THE recent call by the Confederation of Zimbabwe Industries (CZI) for government to suspend bonuses for the civil service is laudable, as it comes at a time consultations for the 2018 National Budget are underway.
According to CZI president Sifelani Jabangwe, the suspension of the bonuses, the cutting-down of foreign travel by government and removal of ghost workers will go a long way in containing runaway spending.
These vices have no doubt seen government eating more than the revenue it generates.
On two occasions, former Finance minister Patrick Chinamasa proposed to waive bonus payments for civil servants, but was shot down by President Robert Mugabe and other Zanu PF hawks in government who attacked him for leaning more to Western policies.
Yet the private sector stopped paying bonuses some years ago after realising that the economy was heading in the opposite direction.
It boggles the mind why the government has also been reluctant to flush out ghost workers who are bleeding Treasury.
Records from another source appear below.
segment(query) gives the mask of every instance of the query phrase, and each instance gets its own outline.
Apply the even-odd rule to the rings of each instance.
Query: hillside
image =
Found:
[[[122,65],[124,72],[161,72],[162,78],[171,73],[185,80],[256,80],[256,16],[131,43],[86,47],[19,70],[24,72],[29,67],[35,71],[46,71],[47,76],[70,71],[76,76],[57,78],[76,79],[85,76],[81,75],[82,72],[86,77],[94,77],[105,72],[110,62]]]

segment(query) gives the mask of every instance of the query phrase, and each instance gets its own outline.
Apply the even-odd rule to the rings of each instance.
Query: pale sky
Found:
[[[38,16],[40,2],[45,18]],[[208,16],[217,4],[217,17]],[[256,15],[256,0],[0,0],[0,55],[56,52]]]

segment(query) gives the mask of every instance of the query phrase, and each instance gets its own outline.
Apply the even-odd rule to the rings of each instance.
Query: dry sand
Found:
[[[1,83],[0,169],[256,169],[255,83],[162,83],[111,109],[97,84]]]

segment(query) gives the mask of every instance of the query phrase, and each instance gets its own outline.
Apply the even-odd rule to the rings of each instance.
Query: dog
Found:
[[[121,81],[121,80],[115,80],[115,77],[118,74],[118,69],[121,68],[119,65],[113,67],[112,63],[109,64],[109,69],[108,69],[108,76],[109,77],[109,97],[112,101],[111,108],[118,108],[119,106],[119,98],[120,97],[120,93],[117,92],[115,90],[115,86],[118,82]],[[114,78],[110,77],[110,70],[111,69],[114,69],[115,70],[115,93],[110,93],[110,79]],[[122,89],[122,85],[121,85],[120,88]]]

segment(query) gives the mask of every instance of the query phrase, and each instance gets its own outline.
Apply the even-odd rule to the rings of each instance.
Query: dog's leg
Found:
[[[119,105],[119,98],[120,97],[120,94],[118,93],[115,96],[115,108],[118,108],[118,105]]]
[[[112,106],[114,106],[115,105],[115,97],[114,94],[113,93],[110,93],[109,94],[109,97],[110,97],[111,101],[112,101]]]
The reason can only be because Mugabe would want to use the youth militia, who are mostly ghost workers, as instruments of violence in next year’s crucial election.
While the CZI’s call is laudable, chances of the Zanu PF regime abandoning its populist policies like paying bonuses are slim as the country heads towards the 2018 elections.
Clearly, calls for reforms will find no takers.
We believe what the government requires is to be pragmatic and deal with the economy with care for the benefit of the electorate. Paying bonuses in such a difficult environment is not one such policy.
Zimbabweans would remember Finance minister Ignatius Chombo, then as Local Government minister, ordering local authorities and parastatals to write off debts owed by residents in the run-up to the 2013 elections. The negative effects of that irrational and populist directive are still echoing across the country with local authorities failing to deliver any service.
Besides, Mugabe’s gallivanting has cost the country millions of dollars, resulting in runaway expenditure crowding out allocations to critical sectors like infrastructure and social services.
In the 2018 pre-budget strategy paper, expenditure for 2018 is projected to be $4,68 billion. Of that, employment costs are projected to be $3,2 billion, representing 80% of total anticipated revenues.
That the revenues are projected at $4 billion gives a budget deficit of $680 million, and hence illustrates a gloomy outlook which should have jolted government into action.
Treasury has been preaching reforms, but that has not been matched by implementation. Recommendations from the civil services audit are still to be enforced.
This means a fantastic document is gathering dust somewhere in some government department. It is difficult to convince civil servants to forgo their bonuses when there are no signs that Mugabe would cut on his many foreign travels that gobble at least $10 million each. Targeting bonuses alone will be met with resistance from the constituency.
A holistic approach is required to cut government expenditure. The sooner this is done, the better.